To conduct their research on heat islands, Gualtieri and Yuan analyzed surface temperatures in two Geneva neighborhoods (Les Vernets and Pointe-Nord), based on data collected on the ground, building façades and rooftops. These two neighborhoods are undergoing a large-scale transformation and have various urban development projects in the works as part of the PAV (Praille-Acacias-Vernets) program. The two students developed a set of intricate 3D computer models for each neighborhood that describe the neighborhood’s current temperature profile, the most likely temperature profile in 2050 if no changes are made, the temperature profile under the IPCC’s worst-case scenario (RCP 8.5, where greenhouse gas emissions continue at the same pace, leading to the maximum level of global warming), and the temperature profile if the urban landscape is adapted in order to reduce local temperatures.
A 10°C increase
The highest ground-surface temperature that the students found in the two neighborhoods was around 35°C, but their models predicted that this temperature could rise by an average of 10°C, and in some cases by even 15°C in July and August based on their different scenarios.

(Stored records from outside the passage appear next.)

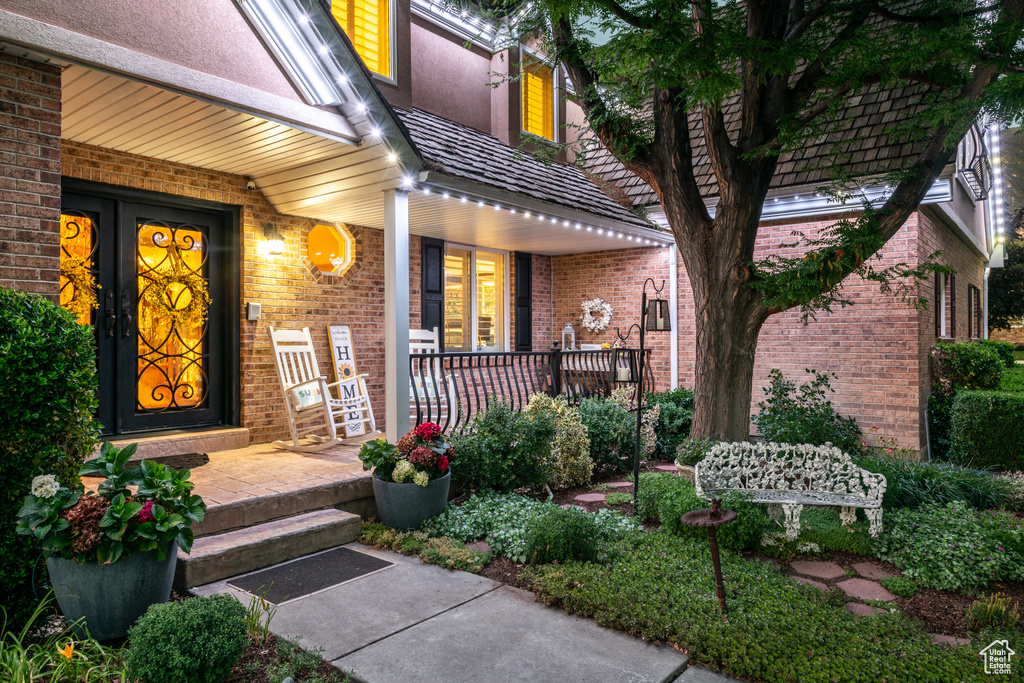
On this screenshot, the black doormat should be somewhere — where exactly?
[227,548,394,604]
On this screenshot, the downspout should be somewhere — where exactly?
[669,245,675,389]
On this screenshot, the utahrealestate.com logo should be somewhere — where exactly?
[978,640,1017,674]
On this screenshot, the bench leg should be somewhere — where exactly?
[864,508,882,538]
[782,503,804,541]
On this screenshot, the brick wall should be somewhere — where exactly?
[918,207,985,454]
[552,208,983,449]
[0,54,60,301]
[61,140,421,442]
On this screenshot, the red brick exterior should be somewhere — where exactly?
[0,54,60,301]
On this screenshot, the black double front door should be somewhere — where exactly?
[60,184,238,434]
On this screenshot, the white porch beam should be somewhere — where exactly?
[383,189,410,443]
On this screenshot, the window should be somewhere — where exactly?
[444,246,508,351]
[331,0,391,78]
[522,59,555,140]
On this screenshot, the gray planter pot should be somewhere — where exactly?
[374,470,452,529]
[46,541,178,640]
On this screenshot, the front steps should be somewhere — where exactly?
[174,509,361,588]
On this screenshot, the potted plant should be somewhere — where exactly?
[676,438,722,481]
[17,443,206,640]
[359,422,455,529]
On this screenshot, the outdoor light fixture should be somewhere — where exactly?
[258,223,285,256]
[646,299,672,332]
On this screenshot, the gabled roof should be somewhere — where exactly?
[395,109,651,227]
[587,82,933,207]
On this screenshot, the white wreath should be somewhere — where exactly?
[580,299,611,332]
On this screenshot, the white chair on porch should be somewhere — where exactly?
[269,328,380,453]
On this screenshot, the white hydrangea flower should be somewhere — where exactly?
[32,474,60,498]
[391,460,416,483]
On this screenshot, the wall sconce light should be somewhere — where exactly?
[257,223,285,256]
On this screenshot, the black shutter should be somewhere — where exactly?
[515,252,534,351]
[420,238,444,351]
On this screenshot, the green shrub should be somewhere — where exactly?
[645,387,693,458]
[854,458,1017,510]
[0,287,98,628]
[526,393,594,488]
[879,577,918,598]
[580,396,636,472]
[526,508,600,564]
[950,391,1024,470]
[753,369,861,455]
[637,474,770,550]
[451,401,555,490]
[999,365,1024,392]
[676,438,722,467]
[520,531,983,683]
[966,593,1020,631]
[975,339,1014,368]
[874,501,1024,591]
[932,342,1006,394]
[125,595,246,683]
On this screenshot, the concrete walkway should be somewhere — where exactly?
[193,543,735,683]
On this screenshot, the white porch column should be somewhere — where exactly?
[669,245,679,389]
[384,189,409,443]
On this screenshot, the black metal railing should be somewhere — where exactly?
[409,349,654,431]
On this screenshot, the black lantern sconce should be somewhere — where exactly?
[645,299,672,332]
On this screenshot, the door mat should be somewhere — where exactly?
[227,548,394,604]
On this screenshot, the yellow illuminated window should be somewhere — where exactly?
[522,61,555,140]
[331,0,391,78]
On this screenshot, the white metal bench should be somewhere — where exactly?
[695,441,886,540]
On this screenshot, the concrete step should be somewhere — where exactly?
[193,472,377,538]
[174,509,359,588]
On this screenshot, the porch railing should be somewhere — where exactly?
[409,349,654,431]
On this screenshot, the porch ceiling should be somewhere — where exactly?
[61,66,402,200]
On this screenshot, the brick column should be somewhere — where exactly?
[0,54,60,301]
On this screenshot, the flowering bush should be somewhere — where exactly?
[359,422,455,486]
[17,443,206,564]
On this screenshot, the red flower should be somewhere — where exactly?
[409,445,437,467]
[416,422,441,441]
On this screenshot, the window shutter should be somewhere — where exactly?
[420,238,444,351]
[515,252,534,351]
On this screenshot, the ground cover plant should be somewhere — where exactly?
[0,287,99,629]
[522,529,991,683]
[874,501,1024,591]
[752,369,862,455]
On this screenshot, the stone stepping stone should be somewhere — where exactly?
[836,579,896,602]
[793,577,828,593]
[790,560,846,581]
[572,494,604,503]
[846,602,885,616]
[853,562,896,581]
[928,633,971,645]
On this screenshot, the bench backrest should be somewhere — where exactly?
[696,441,886,501]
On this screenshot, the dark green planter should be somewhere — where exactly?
[374,470,452,529]
[46,541,178,640]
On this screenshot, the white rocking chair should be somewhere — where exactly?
[269,328,380,453]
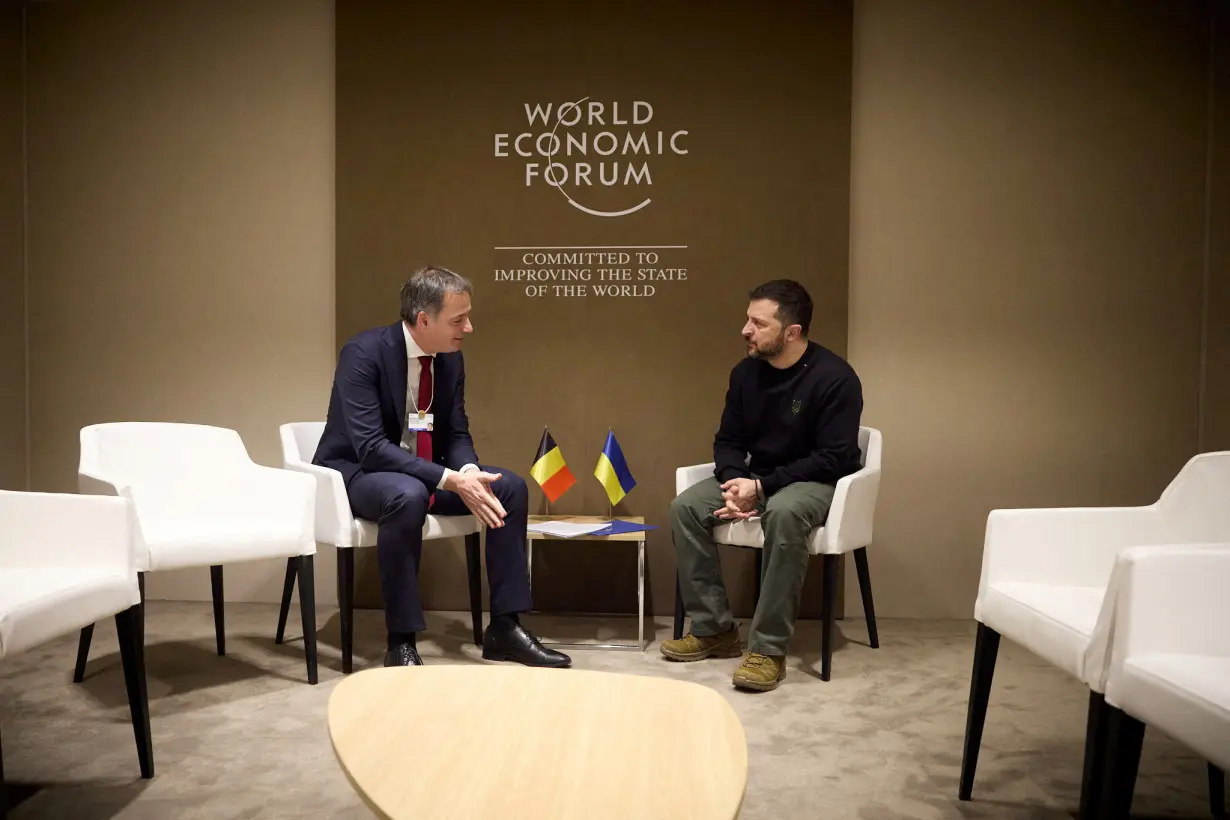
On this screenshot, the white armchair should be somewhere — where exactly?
[674,427,882,681]
[274,422,482,674]
[0,491,154,816]
[1102,545,1230,820]
[74,422,317,684]
[958,452,1230,818]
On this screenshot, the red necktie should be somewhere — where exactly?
[415,357,434,461]
[415,357,435,509]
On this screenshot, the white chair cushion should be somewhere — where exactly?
[980,581,1106,679]
[140,509,316,570]
[354,515,478,547]
[0,568,140,656]
[713,516,824,556]
[1107,655,1230,768]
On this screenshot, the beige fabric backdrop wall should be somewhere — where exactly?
[337,1,851,615]
[0,0,26,489]
[850,0,1230,618]
[28,0,336,602]
[1202,2,1230,450]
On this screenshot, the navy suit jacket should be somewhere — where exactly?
[312,321,478,489]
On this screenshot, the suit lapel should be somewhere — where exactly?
[435,353,456,418]
[383,322,408,432]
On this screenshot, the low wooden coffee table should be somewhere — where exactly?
[525,515,648,652]
[328,665,748,820]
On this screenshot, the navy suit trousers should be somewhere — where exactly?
[347,466,530,632]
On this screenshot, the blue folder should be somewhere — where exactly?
[589,519,658,535]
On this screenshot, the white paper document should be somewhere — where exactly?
[525,521,610,538]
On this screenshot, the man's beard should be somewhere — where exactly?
[748,332,786,359]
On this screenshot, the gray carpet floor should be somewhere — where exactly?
[0,601,1208,820]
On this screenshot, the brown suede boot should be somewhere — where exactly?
[732,652,786,692]
[662,625,742,660]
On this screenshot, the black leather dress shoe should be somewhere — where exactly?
[385,643,423,666]
[482,617,572,669]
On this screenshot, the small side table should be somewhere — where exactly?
[525,515,648,653]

The models also showed that mitigation strategies such as planting trees and other vegetation to create more green spaces can lower the ground-surface temperature by around 5°C in both neighborhoods. They discovered that plants in particular can be effective, since the shade they produce has more of an impact than grass simply planted in the ground. Gualtieri and Yuan also note two further measures worth studying: the albedo effect – the capacity for lighter colors to reflect heat – and resurfacing rivers or other bodies of water to significantly cool the ambient air are.
The students’ findings are the result of a painstaking process whereby they very precisely mapped each neighborhood in order to generate the most complete 3D models possible. Their models incorporate a huge amount of information, including the local morphology and topography, the surface of all built structures (e.g., rooftops, building façades and roads, and smaller structures like ledges and guardrails) – including the structures’ size, slope and thermal properties – street furniture, the different materials used, green areas, shaded areas and more. “Our simulations ended up incorporating more than 100,000 surfaces,” says Gualtieri.
“A major problem”
Gualtieri and Yuan obtained their data from existing data sets including the Swiss Federal Register of Buildings and Dwellings and weather databases. The students then ran different applications, namely Rhino, a piece of 3D-modeling software, and CitySim, a simulation program developed at EPFL specifically for urban planners. CitySim lets urban planners estimate the thermal and physical proprieties of buildings and their power requirements, which is valuable information for designing strategies to minimize the use of fossil fuels.
“Gualtieri and Yuan’s research shows that heat islands will become a major problem by 2050 if we don’t start cutting back on fossil-fuel emissions,” says Kavan Javanroodi, a postdoc at EPFL’s Solar Energy and Building Physics Laboratory (LESO-PB). “Urban planners need to start addressing this issue early on in their projects. This research also highlights what certain strategies can achieve in terms of heat reduction, thus giving Geneva’s urban planners a starting point for combating temperature peaks and extreme microclimate conditions in the city’s developing neighborhoods.”
Gualtieri and Yuan’s project was supervised by Kavan Javanroodi (lead supervisor), Dasaraden Mauree from BG Ingénieurs Conseils SA and Jérôme Henri Kämpf, a senior researcher at Idiap.